Scoring-and-Unfolding Trimmed Tree Assembler: Algorithms for Assembling Genome Sequences Accurately and Efficiently
Candidate: Giuseppe Narzisi
Advisor: Bud Mishra

Abstract

The recent advances in DNA sequencing technology and their many potential applications to Biology and Medicine have rekindled enormous interest in several classical algorithmic problems at the core of Genomics and Computational Biology: primarily, the whole-genome sequence assembly problem (WGSA). Two decades back, in the context of the Human Genome Project, the problem had received unprecedented scientific prominence: its computational complexity and intractability were thought to have been well understood; various competitive heuristics, thoroughly explored and the necessary software, properly implemented and validated. However, several recent studies, focusing on the experimental validation of de novo assemblies, have highlighted several limitations of the current assemblers.
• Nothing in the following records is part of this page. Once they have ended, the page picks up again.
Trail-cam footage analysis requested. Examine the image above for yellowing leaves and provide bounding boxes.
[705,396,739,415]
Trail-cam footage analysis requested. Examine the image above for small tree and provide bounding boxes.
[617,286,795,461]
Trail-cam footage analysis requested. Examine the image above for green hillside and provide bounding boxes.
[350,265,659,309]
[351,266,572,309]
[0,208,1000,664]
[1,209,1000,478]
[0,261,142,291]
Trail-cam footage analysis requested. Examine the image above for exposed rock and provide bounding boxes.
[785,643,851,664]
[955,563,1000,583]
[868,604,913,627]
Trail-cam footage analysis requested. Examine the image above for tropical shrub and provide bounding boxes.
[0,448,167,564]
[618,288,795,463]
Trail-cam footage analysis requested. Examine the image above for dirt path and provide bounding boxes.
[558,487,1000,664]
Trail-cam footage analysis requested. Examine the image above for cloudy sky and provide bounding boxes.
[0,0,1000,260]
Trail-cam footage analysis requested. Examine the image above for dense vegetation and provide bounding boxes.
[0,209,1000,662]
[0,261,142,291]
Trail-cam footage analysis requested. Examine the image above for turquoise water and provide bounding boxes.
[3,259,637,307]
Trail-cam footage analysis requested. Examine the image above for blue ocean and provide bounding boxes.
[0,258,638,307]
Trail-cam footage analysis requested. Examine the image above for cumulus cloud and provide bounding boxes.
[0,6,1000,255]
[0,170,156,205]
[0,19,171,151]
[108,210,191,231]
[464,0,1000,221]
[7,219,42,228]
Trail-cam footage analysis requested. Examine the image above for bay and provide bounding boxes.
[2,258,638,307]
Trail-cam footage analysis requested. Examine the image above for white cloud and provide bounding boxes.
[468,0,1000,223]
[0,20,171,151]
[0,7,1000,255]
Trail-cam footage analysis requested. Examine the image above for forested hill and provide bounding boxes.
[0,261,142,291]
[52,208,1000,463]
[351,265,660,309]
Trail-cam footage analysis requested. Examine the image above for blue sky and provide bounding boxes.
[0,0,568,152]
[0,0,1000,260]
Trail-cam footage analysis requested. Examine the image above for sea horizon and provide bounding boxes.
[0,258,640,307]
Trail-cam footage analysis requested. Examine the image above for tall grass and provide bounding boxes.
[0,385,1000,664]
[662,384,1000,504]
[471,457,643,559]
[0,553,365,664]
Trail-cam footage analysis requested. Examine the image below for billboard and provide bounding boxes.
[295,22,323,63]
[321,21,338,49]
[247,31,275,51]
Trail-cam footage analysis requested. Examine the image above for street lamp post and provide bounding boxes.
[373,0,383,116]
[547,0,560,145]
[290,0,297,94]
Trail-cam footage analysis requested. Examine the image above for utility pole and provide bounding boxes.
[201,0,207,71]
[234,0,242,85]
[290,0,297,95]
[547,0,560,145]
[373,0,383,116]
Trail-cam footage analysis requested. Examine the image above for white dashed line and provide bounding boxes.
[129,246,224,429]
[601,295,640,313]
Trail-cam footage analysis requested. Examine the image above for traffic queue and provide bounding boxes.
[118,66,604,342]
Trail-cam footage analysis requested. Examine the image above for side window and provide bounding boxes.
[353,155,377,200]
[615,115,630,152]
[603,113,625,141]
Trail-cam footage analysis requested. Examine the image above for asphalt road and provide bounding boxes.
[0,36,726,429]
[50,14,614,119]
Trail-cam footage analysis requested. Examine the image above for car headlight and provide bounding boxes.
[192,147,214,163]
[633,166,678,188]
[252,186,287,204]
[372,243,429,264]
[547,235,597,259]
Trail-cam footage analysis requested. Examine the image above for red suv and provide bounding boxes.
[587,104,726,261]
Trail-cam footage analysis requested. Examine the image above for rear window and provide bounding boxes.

Intrigued by these negative results, this dissertation reinvestigates the algorithmic techniques required to correctly and efficiently assemble genomes. Mired by its connection to a well-known NP-complete combinatorial optimization problem, historically, WGSA has been assumed to be amenable only to greedy and heuristic methods. By placing efficiency as their priority, these methods opted to rely on local searches, and are thus inherently approximate, ambiguous or error-prone. This dissertation presents a novel sequence assembler, SUTTA, that dispenses with the idea of limiting the solutions to just the approximated ones, and instead favors an approach that could potentially lead to an exhaustive (exponential-time) search of all possible layouts but tames the complexity through constrained search (Branch-and-Bound) and quick identification and pruning of implausible solutions.

Complementary to this problem is the task of validating the generated assemblies. Unfortunately, no commonly accepted method exists yet and widely used metrics to compare the assembled sequences emphasize only size, poorly capturing quality and accuracy. This dissertation also addresses these concerns by developing a more comprehensive metric, the Feature-Response Curve, that, using ideas from classical ROC (receiver-operating characteristic) curve, more faithfully captures the trade-off between contiguity and quality.

Finally, this dissertation demonstrates the advantages of a complete pipeline integrating base-calling (TotalReCaller) with assembly (SUTTA) in a Bayesian manner.